Perception meets Reality.

The 'perception' is ... that reflation has taken hold and become inexorably 'imbedded' in the U.S. economy.

The Fed WANTS this perception to dominate.

Thus, the Fed DARE NOT admit that the labor market is simply NOT responding to signs of price reflation as applied to OUTPUT data.

The REALITY of the situation is:

• Income has accelerated its trend towards deflation.
• Petroleum has accelerated its trend towards inflation.

At the end of the day, against a secular backdrop dominated by OMINOUS consumer debt and household leverage ... and ... miniscule savings ...

... consumption is severely CRIMPED, as evidenced by the troubling decline in personal consumption expenditures in June.

At the end of the day ... perception-induced increases in output, against flagging final demand, is causing inventories to RISE, rapidly and 'unexpectedly'. From Housing to Autos to Retail on down to Producers, rising inventories have become a thorn in the theme of reflation, perhaps enough so down the line to POP the perception 'bubble'.

The Fed WANTS to promote the perception that June-July is merely an oil-slick induced 'slippery-patch' ... a TRANSITORY slippery-patch, with an easy evil-villian scapegoat to point the finger at ... when ... reality bites.

And, worse yet ... U.S. savings-wealth stands directly in HARM'S WAY.

So, when reality bites, the RISK is ... that it sparks a fire, and paper wealth begins to BURN once again.

Short-covering by speculators provided yesterday's post-Fed fireworks, based on the PERCEPTION promoted within the FOMC Monetary Policy Statement.

Selling since, on the REALITY offered by Cisco (CSCO:NASD) ... has made the Fed party short-lived for the Bulls ...

... as BOO the BEAR has spent all night PARTYING, from Asia, into Europe, Boo is having a ball, dancing the night away with his bearish psychedelic spin dominating the club-scene, especially in Europe.

We note ... simply ... the SLAM-DANCE performed by Boo in Germany this morning, as the DAX slips to a new low for the YEAR.

Germany, where the REALITY is more EVIDENT ... and ... MORE OMINOUS on a near-term basis, considering the continued erosion in the labor market, new LOWS in the yr-yr pace of Retail Sales ... er, we should say, NEW HIGHS, in the PACE OF DECLINE, posted by June Retail Sales.

Indeed, the German retail scene is looking increasingly 'Japanese' ... meaning that it appears headed towards becoming a bottomless pit of perpetual decline.

Hence, we observe the NEW LOW in the DAX, set this morning, as seen in the daily chart on display below.
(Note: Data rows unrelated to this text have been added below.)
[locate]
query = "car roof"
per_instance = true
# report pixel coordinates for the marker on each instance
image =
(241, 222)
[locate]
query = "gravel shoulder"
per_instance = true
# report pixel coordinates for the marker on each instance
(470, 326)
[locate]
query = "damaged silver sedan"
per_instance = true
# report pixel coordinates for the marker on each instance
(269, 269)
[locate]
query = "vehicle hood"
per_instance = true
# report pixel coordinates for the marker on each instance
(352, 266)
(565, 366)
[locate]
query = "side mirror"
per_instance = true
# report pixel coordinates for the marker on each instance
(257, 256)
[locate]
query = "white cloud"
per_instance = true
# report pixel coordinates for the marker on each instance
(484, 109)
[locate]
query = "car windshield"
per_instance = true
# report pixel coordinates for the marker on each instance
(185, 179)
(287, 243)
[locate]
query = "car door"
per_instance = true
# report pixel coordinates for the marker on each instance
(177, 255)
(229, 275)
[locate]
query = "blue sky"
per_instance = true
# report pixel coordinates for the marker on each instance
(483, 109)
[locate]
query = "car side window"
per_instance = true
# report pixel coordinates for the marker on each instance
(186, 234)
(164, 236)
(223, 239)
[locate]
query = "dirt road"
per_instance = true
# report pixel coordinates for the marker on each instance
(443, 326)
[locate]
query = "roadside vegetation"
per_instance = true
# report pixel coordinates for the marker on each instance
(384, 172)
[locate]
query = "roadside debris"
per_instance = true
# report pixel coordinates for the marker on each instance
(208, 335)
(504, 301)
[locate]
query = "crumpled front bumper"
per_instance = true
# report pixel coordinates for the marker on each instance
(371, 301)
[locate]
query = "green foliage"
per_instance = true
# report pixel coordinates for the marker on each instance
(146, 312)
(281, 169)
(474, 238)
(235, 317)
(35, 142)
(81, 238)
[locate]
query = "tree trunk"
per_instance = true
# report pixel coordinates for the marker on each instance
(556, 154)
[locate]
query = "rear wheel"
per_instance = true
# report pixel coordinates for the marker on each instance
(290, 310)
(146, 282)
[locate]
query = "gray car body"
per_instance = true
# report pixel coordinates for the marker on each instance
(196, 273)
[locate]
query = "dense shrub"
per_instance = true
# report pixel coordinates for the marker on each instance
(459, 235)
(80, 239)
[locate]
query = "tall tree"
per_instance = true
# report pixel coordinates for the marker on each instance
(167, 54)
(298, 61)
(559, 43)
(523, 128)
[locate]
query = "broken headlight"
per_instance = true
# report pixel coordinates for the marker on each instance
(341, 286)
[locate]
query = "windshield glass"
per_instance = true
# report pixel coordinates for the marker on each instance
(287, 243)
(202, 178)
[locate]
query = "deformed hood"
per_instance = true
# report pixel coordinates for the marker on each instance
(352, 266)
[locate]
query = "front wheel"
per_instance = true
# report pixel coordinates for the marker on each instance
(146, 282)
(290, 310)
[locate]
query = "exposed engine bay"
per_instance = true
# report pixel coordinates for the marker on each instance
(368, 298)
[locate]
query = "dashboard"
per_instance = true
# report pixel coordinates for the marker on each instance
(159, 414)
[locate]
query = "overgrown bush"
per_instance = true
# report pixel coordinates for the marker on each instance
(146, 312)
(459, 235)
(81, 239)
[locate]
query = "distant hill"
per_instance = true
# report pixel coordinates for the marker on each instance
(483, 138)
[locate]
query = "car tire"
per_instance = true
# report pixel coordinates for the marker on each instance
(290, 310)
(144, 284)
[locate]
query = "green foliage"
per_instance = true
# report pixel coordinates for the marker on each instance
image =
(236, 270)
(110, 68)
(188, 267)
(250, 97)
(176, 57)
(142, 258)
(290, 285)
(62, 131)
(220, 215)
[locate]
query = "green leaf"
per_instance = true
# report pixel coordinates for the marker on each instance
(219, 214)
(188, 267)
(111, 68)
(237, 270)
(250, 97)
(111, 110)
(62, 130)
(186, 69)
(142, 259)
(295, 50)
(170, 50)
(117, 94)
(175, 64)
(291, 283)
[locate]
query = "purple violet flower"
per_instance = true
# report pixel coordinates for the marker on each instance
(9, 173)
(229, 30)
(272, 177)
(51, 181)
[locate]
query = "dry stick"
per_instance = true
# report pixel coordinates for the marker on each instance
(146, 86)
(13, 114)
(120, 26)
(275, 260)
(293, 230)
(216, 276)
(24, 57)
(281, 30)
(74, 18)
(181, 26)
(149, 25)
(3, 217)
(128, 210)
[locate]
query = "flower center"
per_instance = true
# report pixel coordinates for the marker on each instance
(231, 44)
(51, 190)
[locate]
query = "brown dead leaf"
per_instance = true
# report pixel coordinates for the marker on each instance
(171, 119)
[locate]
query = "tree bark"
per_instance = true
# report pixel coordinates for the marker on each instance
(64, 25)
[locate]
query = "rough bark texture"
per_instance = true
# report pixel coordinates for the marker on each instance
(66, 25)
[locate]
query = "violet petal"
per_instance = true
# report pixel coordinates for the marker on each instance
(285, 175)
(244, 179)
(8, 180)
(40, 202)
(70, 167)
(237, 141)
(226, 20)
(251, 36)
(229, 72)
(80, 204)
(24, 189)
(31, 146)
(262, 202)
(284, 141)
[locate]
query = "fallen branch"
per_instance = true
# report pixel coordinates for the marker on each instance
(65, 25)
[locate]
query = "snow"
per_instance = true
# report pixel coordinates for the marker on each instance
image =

Indeed, not only is the DAX executing a classic technical breakdown ... price pattern wise ... it is also powering to the downside in terms of the directional reversal (lower) in the long-term moving average.

At the very least, this marks an END to the 'reflation' of the German equity market.

At worst ... this marks a trend REVERSAL ... and thus, we might be willing to take it so far as to suggest that today's breakdown in the DAX represents a TECTONIC shift back towards disinflation dominance within the capital markets ... especially since it comes hard on the heels of ...

... Fed tightening.

So, what is the German word for ... BOO ???

DAS BEAR is DANCING ... as seen within the longer-term weekly chart.

Considering the dramatic divergence in eco-performance as pertains DIRECTLY to the labor market, between Germany (disinflating wages, and contracting job market) and the UK (expanding job market, and rising wages) ... we are intrigued by the action in the two stock markets, relative to one another. Indeed, with the fundamental case in hand, and since Germany LED the way to the downside in Europe during the last bear leg ... we find it MOST interesting to note the breakdown in the DAX, against the UK FTSE, as seen in the chart below.

This is not just an academic exercise, as we observe our final chart of the day, which takes our DAX-FTSE Ratio (red line) and plots it over the action in the US S+P 500 Index (blue bars). Rather, in practical terms as applies to the REALITY of the situation exhibited within our charts ... the charts strongly suggest that today's breakdown in the DAX is a PRELUDE to similarly bearish action to come in the U.S.

The macro-message to be gleaned from the psychedelic chart tapestry ???

Boo the Dancing Bear is BACK in the 'lead role'.